Totally reminds me of Tiger Woods. It also reminds me of Aquaman and Cinnamon Toast Crunch and... anything else that randomly pops into my head.
Kaiser then takes his head of steam, wheels around, and starts charging back in defense of the umpire.
"You know this is ridiculous. The commissioner has turned this game into... I don't know what you want to call it. The game's out of the hands of the umpires. You can't control the game. Hey, Jimmy didn't want to miss that play. Actually, if anybody knows anything about our job, he wasn't out of position, he was a victim of circumstances."
"When that ball was hit down the line, it looked like the 2nd baseman was going to field the ball so Jimmy couldn't get the angle that he wanted to get."
At this point, Kaiser takes the shield he was protecting Joyce with, turns it sideways, and offers one more shot to the temple.
"Am I sorry about it if I'm an umpire and that was my call? I certainly didn't like doing it but I'm not going to go home at night and cry to my family and the kids that I kicked a play. No, this game was built on human error and on human mistakes that can't be helped. This game is 155 years old and it was okay for that long. Now we're going to bring in instant replay. We're going to get the umpires in the middle of the field. We're all going to play the NFL, 'What'd you see, Harry? What'd you see, Joe?' They're destroying the game."

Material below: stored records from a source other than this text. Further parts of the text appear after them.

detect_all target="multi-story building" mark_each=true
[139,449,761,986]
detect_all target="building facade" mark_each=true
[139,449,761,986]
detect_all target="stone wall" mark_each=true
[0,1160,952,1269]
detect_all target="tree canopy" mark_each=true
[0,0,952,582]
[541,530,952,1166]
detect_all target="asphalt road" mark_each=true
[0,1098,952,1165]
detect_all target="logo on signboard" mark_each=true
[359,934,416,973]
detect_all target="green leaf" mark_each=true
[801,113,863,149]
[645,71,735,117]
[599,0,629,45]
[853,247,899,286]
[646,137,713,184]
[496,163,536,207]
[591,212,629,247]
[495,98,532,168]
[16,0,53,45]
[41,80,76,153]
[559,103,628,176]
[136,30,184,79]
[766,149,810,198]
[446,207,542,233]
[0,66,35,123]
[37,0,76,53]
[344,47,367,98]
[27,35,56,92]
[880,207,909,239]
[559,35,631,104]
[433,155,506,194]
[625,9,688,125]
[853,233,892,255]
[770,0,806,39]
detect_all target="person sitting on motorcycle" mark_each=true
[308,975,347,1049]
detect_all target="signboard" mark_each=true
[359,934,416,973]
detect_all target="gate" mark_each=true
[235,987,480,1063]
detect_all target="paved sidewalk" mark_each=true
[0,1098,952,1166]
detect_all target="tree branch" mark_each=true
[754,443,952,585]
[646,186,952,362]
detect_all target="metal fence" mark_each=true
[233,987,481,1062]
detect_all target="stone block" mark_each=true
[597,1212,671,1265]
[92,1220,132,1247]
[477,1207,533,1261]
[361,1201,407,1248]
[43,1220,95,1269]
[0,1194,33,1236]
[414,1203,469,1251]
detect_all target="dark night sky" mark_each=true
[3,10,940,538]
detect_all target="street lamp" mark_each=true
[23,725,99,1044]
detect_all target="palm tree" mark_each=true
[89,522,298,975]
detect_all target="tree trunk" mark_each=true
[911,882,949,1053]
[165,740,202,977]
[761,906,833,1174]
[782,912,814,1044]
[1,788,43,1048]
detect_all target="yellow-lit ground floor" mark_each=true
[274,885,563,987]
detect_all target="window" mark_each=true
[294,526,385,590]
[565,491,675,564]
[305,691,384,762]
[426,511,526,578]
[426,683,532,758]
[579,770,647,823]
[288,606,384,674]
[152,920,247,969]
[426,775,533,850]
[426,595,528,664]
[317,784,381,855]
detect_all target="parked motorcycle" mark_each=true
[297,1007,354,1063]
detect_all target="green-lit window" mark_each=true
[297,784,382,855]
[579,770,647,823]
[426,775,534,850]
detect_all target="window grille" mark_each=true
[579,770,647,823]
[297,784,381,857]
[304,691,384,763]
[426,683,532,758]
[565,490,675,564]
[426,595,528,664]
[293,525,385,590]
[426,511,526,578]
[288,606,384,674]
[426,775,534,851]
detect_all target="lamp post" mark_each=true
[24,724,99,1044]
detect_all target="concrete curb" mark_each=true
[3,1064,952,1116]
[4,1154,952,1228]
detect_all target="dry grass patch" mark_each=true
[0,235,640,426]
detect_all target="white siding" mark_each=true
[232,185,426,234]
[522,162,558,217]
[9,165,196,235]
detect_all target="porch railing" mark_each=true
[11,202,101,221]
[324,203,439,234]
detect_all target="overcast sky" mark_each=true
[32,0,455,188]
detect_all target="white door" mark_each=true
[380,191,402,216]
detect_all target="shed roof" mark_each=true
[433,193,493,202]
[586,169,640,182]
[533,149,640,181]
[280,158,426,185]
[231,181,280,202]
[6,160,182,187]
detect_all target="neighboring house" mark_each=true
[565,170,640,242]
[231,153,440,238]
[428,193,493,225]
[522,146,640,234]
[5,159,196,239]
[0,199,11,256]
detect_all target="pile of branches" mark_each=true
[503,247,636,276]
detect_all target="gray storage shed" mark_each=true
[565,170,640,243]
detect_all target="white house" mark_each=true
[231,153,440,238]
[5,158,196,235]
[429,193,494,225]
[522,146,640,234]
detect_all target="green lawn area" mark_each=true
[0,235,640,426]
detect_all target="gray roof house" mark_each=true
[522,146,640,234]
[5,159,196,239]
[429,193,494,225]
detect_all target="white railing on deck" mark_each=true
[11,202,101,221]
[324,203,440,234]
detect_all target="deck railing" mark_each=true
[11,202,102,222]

He's right. The NFL is a terrible model to use for anything. No one watches that garbage.
"Now we've got fantasy baseball. We got gambling on sports. We got everything that's gotta be perfect now because I bet the milk money on this game. Now, 'My son's not going to have a glass of milk because that umpire kicked that play at 2nd base.' This is the problem with these games now that you're taking the human element out of the game."
It's all making sense to me now. There's more pressure now because, unlike 50 years ago, people gamble on sports. There was no such thing as betting until covers.com was invented.
"They're going to mess around with this game so much that nobody's going to care."
They may not care about baseball anymore, Ken Kaiser, but we all care very much about you. I don't know where you've been since that botched mass resignation attempt in 1999, but please come back as often as you like.